Mais mieux qu’une peinture, l’homme est lui-même l’image de Dieu selon le psalmiste : «  Tu as voulu que l’homme soit un peu moindre qu’un dieu !  » (Ps 8,6a) Saint Augustin a ainsi médité sur le mystère de notre création à l’image de Dieu (Gn 1,26) à partir de l’âme et de ses trois puissances tout à la fois distinctes et unies, la mémoire, l’intelligence et la volonté : la mémoire permet l’activité de l’intelligence tandis que celle-ci permet à son tour l’exercice de la volonté ; pourtant, mémoire, intelligence et volonté, ne sont pas trois âmes, mais une seule. La vie de l’âme est trinitaire à l’image de celle de Dieu dans la mesure où nous faisons mémoire du Père comme origine de notre existence, où nous croyons au Fils dans la contemplation de celui que nous avons transpercé et où nous nous laissons conduire par l’Esprit d’amour source de toute communion. Faire mémoire, contempler et aimer nous fait ainsi communier à la vie du Dieu unique qui est Père, Fils et Esprit Saint.

De plus, lors de notre baptême, nous avons été signés au Nom du Dieu Père, Fils et Esprit Saint de sorte que notre corps, et non pas seulement notre âme, est devenu le sacrement de la présence du Dieu vivant. Notre relation à Dieu passe par ce corps ainsi recréé à l’image de la Trinité. Notre cœur est le symbole du Christ dont le Cœur transpercé sur la Croix nous révèle l’amour de Dieu. Notre souffle est le symbole de l’Esprit Saint en qui nous respirons cet amour de Dieu. Le Père invisible nous donne quant à lui d’exister par son Fils dans l’Esprit un peu comme notre système nerveux végétatif nous permet de ressentir notre corps, mais aussi ces activités vitales que sont le battement cardiaque et le mouvement respiratoire. Nous pouvons vivre notre relation à Dieu en étant attentifs à ces fonctions vitales que le système nerveux végétatif dirige indépendamment de notre pensée et de notre volonté. Dans la prière, je me mets en présence du Père en prenant conscience de mes sensations corporelles ; puis, le regard intérieurement posé sur mon cœur, je prononce le Nom de Jésus ; enfin, en accueillant le rythme de ma respiration, je me recueille au souffle de l’Esprit. Ainsi habité en mon cœur par le Nom de Jésus et respirant dans l’Esprit son amour pour le Père, je peux dire de tout mon être la prière des enfants de Dieu que Jésus nous a transmise.

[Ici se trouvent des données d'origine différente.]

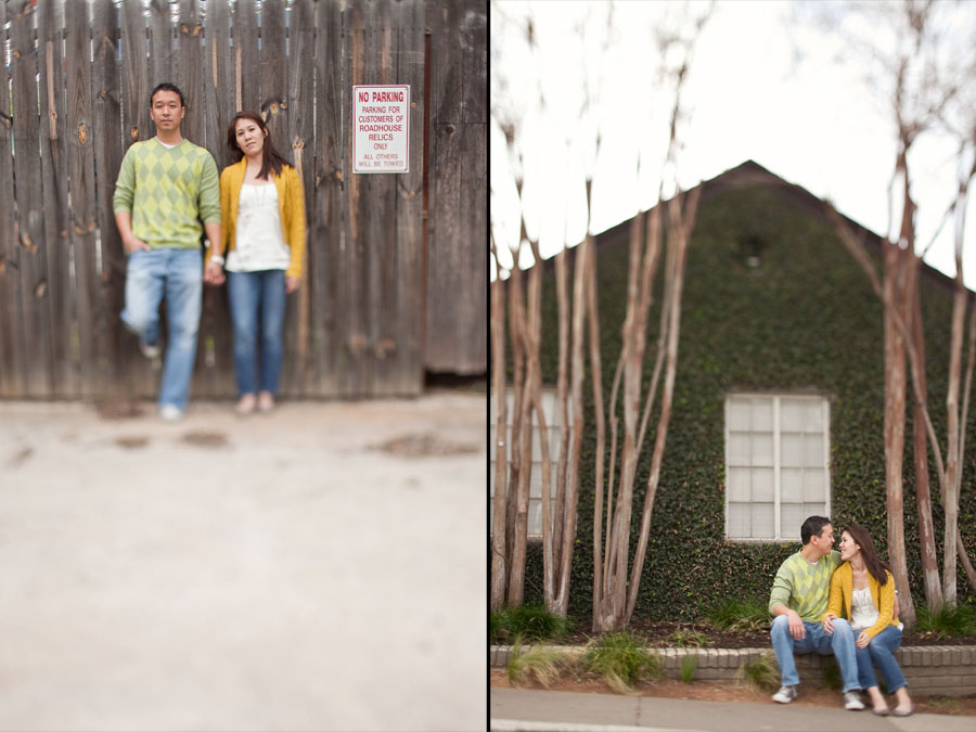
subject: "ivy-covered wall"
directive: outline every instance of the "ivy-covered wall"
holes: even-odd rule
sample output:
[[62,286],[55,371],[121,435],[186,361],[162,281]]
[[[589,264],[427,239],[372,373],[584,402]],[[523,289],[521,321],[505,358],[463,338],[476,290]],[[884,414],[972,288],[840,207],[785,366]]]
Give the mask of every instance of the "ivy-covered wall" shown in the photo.
[[[832,519],[838,535],[847,523],[863,524],[882,556],[887,556],[881,303],[830,224],[809,203],[800,203],[802,196],[770,187],[718,188],[706,189],[689,251],[675,408],[634,612],[638,618],[693,620],[729,596],[765,602],[779,564],[798,548],[798,543],[724,539],[724,398],[731,389],[816,389],[831,395]],[[626,229],[607,232],[598,249],[607,401],[626,310]],[[747,262],[754,255],[758,266]],[[543,380],[555,384],[553,279],[547,278],[543,286]],[[936,434],[943,436],[951,293],[938,278],[923,277],[922,286],[929,404]],[[658,282],[658,304],[662,292]],[[650,321],[648,344],[654,344],[656,309]],[[646,362],[645,384],[653,354]],[[579,464],[569,607],[581,627],[590,624],[593,576],[595,428],[589,378],[588,374],[589,428]],[[635,481],[631,545],[639,531],[655,425],[652,418]],[[911,414],[906,434],[906,540],[913,598],[919,603],[924,593],[916,549]],[[960,527],[971,555],[976,555],[976,418],[969,421],[968,434]],[[934,467],[932,473],[934,519],[941,542]],[[962,567],[959,591],[961,599],[972,601]],[[538,544],[529,549],[526,599],[541,599]]]

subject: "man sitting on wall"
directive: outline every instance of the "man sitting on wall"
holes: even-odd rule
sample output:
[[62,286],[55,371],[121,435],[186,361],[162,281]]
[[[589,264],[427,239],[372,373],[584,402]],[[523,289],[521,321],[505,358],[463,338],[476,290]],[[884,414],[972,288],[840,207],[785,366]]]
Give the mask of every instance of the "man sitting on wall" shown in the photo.
[[833,632],[821,625],[831,594],[831,575],[840,566],[840,552],[833,551],[831,519],[810,516],[800,527],[800,539],[802,548],[780,565],[769,595],[769,612],[773,615],[769,634],[783,683],[773,694],[773,702],[789,704],[796,698],[799,673],[793,654],[816,652],[837,658],[844,679],[844,706],[863,709],[850,624],[837,618]]

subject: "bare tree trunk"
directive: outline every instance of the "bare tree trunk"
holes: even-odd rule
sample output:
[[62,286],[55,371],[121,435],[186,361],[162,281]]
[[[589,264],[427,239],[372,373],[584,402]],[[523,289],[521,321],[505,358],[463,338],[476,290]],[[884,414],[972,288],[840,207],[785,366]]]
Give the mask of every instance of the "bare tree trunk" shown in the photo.
[[[496,262],[498,257],[496,255]],[[505,504],[508,473],[508,439],[505,425],[508,422],[508,399],[505,398],[505,323],[504,297],[505,283],[501,272],[491,285],[491,370],[492,390],[495,391],[495,516],[491,527],[491,609],[502,608],[505,598]]]
[[558,306],[560,320],[560,361],[558,372],[556,375],[556,414],[560,425],[560,463],[556,468],[556,490],[555,490],[555,525],[553,527],[553,561],[556,566],[562,561],[563,548],[563,522],[566,516],[566,468],[569,465],[569,400],[568,400],[568,361],[569,361],[569,299],[567,294],[566,279],[567,265],[566,249],[563,249],[555,256],[555,274],[556,274],[556,304]]
[[590,324],[590,375],[593,383],[593,412],[596,415],[596,458],[593,499],[593,600],[603,586],[600,522],[603,517],[603,461],[606,448],[606,418],[603,411],[603,362],[600,357],[600,316],[596,309],[596,247],[588,247],[587,322]]
[[558,574],[555,606],[565,615],[569,606],[569,570],[573,563],[573,542],[576,539],[576,504],[579,490],[579,451],[582,446],[583,409],[583,325],[586,320],[586,283],[589,277],[588,249],[593,245],[588,235],[576,248],[576,266],[573,275],[573,348],[570,400],[573,402],[573,440],[569,444],[569,465],[566,474],[566,518],[563,526],[563,550]]
[[[688,209],[682,216],[681,196],[676,195],[670,201],[670,226],[668,227],[669,248],[675,249],[672,270],[669,272],[672,279],[670,303],[668,305],[668,347],[667,363],[665,365],[664,394],[660,400],[660,415],[657,421],[657,433],[654,442],[654,454],[651,458],[651,475],[647,477],[647,490],[644,493],[644,511],[641,518],[641,534],[638,539],[638,549],[633,560],[633,568],[630,577],[630,591],[627,599],[627,615],[625,624],[633,616],[633,608],[640,594],[641,574],[644,568],[644,558],[647,553],[647,539],[651,535],[651,515],[654,510],[654,499],[657,495],[657,486],[660,480],[660,465],[664,461],[665,444],[668,437],[668,424],[671,420],[671,404],[675,397],[675,380],[678,373],[678,343],[681,332],[681,295],[684,288],[684,266],[688,257],[688,245],[691,239],[692,227],[698,207],[698,196],[702,189],[692,191],[688,201]],[[669,278],[670,279],[670,278]]]
[[946,395],[947,432],[946,490],[942,506],[946,511],[945,545],[942,548],[942,596],[949,605],[956,601],[956,545],[959,532],[959,493],[962,455],[960,454],[959,391],[962,374],[962,344],[965,328],[967,291],[962,279],[962,232],[956,230],[955,293],[952,300],[952,335],[949,346],[949,389]]
[[915,508],[919,514],[919,549],[922,555],[922,578],[925,604],[933,609],[942,606],[942,586],[939,579],[939,558],[936,553],[935,528],[932,523],[932,489],[928,481],[928,442],[925,436],[925,406],[927,385],[925,380],[925,336],[922,330],[922,298],[919,292],[921,258],[913,256],[909,262],[908,293],[911,298],[911,330],[922,384],[922,399],[915,399],[912,412],[912,437],[915,462]]
[[509,332],[512,339],[512,359],[514,374],[512,391],[515,395],[512,420],[512,464],[509,477],[509,506],[506,521],[506,544],[509,548],[509,588],[508,604],[521,605],[525,585],[525,540],[528,519],[528,491],[531,475],[527,470],[526,458],[530,463],[531,453],[525,451],[525,432],[531,440],[531,431],[526,431],[525,410],[523,403],[525,382],[525,307],[522,293],[522,270],[518,269],[518,256],[515,257],[515,267],[509,278],[510,307]]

Enfin, « Dieu créa l’homme à son image ; homme et femme il les créa. » (Gn 1,26) C’est en effet par l’union de l’homme et de la femme que l’humanité coopère à l’œuvre créatrice et manifeste la fécondité de l’amour. Or, pour l’accomplissement ultime de ce dessein de Dieu, un homme et une femme ont dû collaborer au mystère de l’Incarnation. Pour vivre à notre tour notre communion avec Dieu dans le quotidien de nos vies, descendons donc à présent, Frères et Sœurs, du Calvaire pour nous rendre à Nazareth auprès de la Sainte Famille, parfaite image terrestre de la Trinité divine. Marie, épouse de l’Esprit Saint, a conçu le Verbe de Dieu en son Cœur et en sa chair, tandis que Joseph, ombre du Père, fut choisi pour donner le Nom de Jésus au Fils de Dieu. A l’école de la Sainte Famille, apprenons donc à vivre tout proche de Jésus à l’ombre du Père et sous la conduite de l’Esprit. Et pour cela, vivons en communion avec Joseph en prenant chez nous à sa suite la Mère et l’Enfant.